The Importance of Rosé

Rose’ is a wine I drink as much for pure pleasure as for intellectual stimulation. In the warmer months there is something sacred about a late afternoon meal of cold chicken, fresh garden tomatoes, and rose’. It is one body in the sacred trilogy of rustic simplicity.

Proper rose’ is refreshing, life-nourishing stuff that revives the soul, much the same way that dark, smoky, red wines replete with rich fruits replenish and warm in the depleting months of winter.

However, anything equivalent to the delicately colored roses I adore from Bandol and Provence are hard to come by from the New World. Too often, the economic-ease of bleeding off some juice from grapes picked for red wine, is used as the guiding philosophy for making pink wine. The results are often times horrendous. The juice, picked at high potential alcohols, lacks the vivaciousness of fruit and brightness of good rose’. Frequently, high levels of residual sugar are left in to cover-up a lack of character.

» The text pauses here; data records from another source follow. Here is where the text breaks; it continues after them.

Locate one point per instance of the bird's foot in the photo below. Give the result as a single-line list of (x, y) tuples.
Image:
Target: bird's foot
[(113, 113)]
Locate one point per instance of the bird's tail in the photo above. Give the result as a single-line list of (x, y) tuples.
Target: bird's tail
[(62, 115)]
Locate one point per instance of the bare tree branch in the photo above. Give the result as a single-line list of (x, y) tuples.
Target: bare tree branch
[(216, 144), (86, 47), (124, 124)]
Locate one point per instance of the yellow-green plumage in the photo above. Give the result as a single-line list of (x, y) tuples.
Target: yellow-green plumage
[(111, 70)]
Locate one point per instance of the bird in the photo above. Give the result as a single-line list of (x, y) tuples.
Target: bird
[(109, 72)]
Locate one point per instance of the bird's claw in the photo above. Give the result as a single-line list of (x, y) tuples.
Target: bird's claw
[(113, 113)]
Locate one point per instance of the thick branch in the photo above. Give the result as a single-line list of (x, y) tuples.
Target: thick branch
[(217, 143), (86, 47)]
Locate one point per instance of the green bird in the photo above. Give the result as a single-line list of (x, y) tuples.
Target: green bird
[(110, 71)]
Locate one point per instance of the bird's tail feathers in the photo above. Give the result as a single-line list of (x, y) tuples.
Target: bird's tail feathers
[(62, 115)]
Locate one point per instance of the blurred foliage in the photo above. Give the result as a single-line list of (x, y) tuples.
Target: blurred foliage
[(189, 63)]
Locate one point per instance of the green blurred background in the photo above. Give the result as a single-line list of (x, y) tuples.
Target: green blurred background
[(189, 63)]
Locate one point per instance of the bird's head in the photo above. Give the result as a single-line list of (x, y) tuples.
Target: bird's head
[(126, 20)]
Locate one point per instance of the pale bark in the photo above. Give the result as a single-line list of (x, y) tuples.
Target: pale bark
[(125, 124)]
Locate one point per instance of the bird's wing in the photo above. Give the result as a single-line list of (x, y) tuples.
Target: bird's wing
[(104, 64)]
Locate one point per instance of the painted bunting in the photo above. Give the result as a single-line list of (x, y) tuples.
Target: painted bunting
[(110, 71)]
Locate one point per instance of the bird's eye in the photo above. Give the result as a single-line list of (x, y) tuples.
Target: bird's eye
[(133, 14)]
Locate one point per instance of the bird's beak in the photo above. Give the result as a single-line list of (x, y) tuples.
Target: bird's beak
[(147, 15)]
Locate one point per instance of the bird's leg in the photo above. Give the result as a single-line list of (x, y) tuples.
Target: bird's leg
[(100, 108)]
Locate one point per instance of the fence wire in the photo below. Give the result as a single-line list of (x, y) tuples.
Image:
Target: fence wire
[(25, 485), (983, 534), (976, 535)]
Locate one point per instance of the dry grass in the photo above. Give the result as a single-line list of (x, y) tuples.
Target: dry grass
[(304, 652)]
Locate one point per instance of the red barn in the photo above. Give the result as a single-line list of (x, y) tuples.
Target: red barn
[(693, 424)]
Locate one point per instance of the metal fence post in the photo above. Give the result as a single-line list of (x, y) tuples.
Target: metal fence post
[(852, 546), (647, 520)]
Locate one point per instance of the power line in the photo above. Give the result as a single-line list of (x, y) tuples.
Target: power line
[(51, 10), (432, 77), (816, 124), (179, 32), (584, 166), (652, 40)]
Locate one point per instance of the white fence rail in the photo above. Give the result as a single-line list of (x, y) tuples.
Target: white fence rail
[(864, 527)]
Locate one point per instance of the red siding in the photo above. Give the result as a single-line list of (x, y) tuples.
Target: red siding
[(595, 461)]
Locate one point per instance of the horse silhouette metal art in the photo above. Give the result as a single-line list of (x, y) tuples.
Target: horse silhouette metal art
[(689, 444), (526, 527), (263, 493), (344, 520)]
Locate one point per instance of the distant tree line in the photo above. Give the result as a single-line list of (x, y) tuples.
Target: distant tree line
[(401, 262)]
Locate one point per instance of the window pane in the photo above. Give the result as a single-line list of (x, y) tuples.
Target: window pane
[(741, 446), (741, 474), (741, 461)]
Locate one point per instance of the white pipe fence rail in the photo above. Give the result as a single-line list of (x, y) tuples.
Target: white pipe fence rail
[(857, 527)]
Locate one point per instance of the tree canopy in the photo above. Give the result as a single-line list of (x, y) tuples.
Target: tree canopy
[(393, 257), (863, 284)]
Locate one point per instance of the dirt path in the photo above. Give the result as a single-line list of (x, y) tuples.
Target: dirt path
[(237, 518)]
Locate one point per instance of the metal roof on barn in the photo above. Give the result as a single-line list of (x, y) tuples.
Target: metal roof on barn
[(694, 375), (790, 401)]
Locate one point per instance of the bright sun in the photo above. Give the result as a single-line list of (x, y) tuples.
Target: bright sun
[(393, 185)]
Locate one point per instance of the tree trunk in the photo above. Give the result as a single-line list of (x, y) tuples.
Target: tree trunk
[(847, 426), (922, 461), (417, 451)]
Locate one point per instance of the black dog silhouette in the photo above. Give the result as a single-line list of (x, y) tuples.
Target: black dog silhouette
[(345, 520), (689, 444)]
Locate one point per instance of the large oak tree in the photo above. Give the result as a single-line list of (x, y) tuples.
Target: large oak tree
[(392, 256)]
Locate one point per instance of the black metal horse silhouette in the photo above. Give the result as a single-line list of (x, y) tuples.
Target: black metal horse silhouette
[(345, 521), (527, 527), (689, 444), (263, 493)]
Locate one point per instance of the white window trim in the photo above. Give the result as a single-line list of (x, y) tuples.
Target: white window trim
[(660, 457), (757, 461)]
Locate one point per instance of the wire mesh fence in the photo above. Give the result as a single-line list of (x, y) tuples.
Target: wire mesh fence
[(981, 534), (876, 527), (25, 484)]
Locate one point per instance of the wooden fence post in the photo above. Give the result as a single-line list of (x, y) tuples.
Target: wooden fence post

Rose’, in my opinion, should bear a closer resemblance to white wine than to red.

It is for this reason that I pick at potential alcohols lower on the scale where brightness and lift still exist. This is not to say that fruit does not matter—I use Mourvedre from a block planted over 120 years ago for requisite concentration of complexity of flavor—but like fine champagne, the wonders of rose’ lie in its unbearable lightness of being.